We’ve seen the pink ribbons, the rainbow flags and the Black Lives Matter fists. Symbols of solidarity work, but they need to be unique. When these symbols work well, people can see at a glance the community that is being built. Symbols used to promote suicide prevention can let people find others who have lived through suicidal intensity or find people who might be safe to approach with questions. When the symbol of solidarity starts to spread to large groups of people it is a powerful testament to a person secretly in despair. Some examples of symbols of solidarity in suicide prevention include:

  • Project Semicolon: https://projectsemicolon.com/

  • Honor beads often worn at the American Foundation for Suicide Prevention’s Out of Darkness Walk. Participants choose to wear different colors to symbolize their experience – one color represents “I have lost a loved one to suicide,” another color might mean “I have struggled myself,” while another “I support the cause of suicide prevention.”

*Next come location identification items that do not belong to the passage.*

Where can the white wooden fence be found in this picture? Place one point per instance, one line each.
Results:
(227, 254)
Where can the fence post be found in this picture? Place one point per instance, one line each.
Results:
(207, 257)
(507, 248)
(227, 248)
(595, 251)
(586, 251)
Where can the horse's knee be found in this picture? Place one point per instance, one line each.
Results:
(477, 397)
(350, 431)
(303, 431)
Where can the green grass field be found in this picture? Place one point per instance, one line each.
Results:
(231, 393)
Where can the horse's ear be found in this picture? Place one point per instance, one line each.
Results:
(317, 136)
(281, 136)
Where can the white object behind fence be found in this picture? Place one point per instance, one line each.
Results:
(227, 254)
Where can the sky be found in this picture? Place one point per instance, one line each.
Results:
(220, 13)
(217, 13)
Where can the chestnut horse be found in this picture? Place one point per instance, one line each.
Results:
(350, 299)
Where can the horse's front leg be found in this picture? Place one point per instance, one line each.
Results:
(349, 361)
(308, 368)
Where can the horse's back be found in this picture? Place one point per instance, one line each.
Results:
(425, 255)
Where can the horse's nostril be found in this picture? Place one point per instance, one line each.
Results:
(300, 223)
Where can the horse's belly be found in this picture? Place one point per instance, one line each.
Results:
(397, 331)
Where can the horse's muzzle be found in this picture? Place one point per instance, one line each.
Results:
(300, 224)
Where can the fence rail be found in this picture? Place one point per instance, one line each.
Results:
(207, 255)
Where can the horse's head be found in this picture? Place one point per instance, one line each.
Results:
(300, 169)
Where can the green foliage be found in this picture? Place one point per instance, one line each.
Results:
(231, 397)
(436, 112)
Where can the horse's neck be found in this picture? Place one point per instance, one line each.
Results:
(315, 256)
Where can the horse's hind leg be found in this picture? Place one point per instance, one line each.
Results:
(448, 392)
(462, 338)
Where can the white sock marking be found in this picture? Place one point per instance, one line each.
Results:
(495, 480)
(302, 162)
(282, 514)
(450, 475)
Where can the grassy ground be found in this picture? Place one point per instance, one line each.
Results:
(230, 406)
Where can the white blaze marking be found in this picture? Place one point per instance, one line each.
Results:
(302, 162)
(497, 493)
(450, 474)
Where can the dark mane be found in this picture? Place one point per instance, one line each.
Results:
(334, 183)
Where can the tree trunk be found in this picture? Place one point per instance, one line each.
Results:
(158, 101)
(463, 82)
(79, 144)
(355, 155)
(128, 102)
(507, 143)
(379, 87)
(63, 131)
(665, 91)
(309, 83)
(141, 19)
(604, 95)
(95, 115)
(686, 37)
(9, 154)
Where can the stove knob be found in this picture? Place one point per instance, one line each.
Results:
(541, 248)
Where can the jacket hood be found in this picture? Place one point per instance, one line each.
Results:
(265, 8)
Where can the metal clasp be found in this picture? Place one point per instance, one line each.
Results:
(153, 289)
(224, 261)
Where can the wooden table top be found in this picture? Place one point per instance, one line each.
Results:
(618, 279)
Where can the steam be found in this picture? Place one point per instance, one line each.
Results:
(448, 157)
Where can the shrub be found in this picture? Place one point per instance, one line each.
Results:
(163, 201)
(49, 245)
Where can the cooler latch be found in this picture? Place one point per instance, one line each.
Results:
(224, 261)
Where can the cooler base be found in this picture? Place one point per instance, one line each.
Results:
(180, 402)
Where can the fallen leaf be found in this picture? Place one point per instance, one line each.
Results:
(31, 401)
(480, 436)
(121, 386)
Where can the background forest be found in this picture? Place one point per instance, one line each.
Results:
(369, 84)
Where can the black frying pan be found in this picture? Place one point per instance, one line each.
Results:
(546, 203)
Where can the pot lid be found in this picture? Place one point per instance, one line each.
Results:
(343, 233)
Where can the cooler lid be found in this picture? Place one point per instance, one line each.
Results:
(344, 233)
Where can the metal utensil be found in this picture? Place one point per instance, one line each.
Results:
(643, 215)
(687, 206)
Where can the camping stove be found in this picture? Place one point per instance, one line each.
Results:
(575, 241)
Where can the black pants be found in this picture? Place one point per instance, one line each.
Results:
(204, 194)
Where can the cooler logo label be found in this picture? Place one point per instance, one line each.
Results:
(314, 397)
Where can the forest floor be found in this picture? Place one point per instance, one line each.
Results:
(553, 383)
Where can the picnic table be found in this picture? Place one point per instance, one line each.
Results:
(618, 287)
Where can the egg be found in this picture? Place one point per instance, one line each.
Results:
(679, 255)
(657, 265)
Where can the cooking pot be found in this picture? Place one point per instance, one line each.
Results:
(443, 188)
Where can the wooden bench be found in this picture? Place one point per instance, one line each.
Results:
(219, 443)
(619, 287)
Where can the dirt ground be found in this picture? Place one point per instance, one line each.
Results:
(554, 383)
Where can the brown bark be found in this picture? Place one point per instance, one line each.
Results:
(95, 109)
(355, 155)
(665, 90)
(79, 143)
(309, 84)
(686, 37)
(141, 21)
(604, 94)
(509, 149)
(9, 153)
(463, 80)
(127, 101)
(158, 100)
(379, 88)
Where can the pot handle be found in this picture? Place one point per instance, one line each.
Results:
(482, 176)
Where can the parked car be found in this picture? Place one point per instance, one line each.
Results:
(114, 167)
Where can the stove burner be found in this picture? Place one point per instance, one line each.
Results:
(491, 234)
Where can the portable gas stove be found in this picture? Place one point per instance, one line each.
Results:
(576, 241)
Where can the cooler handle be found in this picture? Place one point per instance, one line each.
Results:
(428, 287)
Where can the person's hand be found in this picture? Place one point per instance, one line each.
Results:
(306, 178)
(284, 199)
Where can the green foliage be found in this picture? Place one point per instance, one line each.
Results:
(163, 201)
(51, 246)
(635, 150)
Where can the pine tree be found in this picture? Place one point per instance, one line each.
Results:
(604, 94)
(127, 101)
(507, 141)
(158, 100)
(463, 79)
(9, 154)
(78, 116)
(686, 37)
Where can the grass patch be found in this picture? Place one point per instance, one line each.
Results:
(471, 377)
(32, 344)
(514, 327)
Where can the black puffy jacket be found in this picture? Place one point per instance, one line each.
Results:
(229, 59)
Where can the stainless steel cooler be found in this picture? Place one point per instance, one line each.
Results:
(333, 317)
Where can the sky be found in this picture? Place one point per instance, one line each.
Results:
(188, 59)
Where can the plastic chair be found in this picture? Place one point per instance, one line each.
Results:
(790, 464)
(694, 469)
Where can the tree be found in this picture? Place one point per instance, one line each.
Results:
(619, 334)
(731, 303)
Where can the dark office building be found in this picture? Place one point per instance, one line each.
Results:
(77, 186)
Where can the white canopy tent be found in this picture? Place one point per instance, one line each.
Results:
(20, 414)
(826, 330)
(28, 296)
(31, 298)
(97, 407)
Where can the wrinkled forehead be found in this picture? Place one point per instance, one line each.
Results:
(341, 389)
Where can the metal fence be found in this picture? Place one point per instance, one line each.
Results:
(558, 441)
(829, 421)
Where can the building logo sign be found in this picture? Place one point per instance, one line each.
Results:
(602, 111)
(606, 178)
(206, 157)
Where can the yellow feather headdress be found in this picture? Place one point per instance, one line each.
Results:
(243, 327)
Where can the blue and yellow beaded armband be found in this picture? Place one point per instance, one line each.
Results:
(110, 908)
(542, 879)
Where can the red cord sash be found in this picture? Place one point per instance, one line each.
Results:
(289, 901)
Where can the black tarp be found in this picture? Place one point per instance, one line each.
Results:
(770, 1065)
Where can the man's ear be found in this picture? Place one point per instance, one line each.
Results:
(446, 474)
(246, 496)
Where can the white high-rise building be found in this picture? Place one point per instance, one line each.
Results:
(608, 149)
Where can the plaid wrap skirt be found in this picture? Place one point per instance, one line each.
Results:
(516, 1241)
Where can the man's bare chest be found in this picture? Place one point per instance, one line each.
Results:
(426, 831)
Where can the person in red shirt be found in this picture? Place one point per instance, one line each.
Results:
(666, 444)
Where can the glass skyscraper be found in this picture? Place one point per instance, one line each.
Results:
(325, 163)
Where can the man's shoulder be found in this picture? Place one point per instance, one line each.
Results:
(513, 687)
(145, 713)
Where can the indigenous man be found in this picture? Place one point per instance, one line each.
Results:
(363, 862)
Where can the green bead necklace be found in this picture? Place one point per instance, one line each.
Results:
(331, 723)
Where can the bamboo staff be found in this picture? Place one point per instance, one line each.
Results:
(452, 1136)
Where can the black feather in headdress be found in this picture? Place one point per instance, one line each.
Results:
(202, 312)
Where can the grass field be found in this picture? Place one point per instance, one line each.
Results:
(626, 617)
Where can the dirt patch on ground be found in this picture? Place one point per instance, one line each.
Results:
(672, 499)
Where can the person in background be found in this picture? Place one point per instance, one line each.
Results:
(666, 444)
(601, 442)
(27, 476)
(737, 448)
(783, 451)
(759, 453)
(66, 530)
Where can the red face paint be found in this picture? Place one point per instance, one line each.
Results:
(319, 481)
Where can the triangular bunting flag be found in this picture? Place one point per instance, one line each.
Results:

  • Stickers worn on construction hard hats showing which workers had received suicide prevention training.

  • Stars displayed on the stage of a community forum – one star symbolizing each person who received help that year.

11. Donate to or Volunteer for Local or National Suicide Prevention Organizations

Engaging in community prevention efforts is a great way for people to give back and to get to know the local resources available. Investments in prevention programs and research will help us get ahead of the problem. Get involved!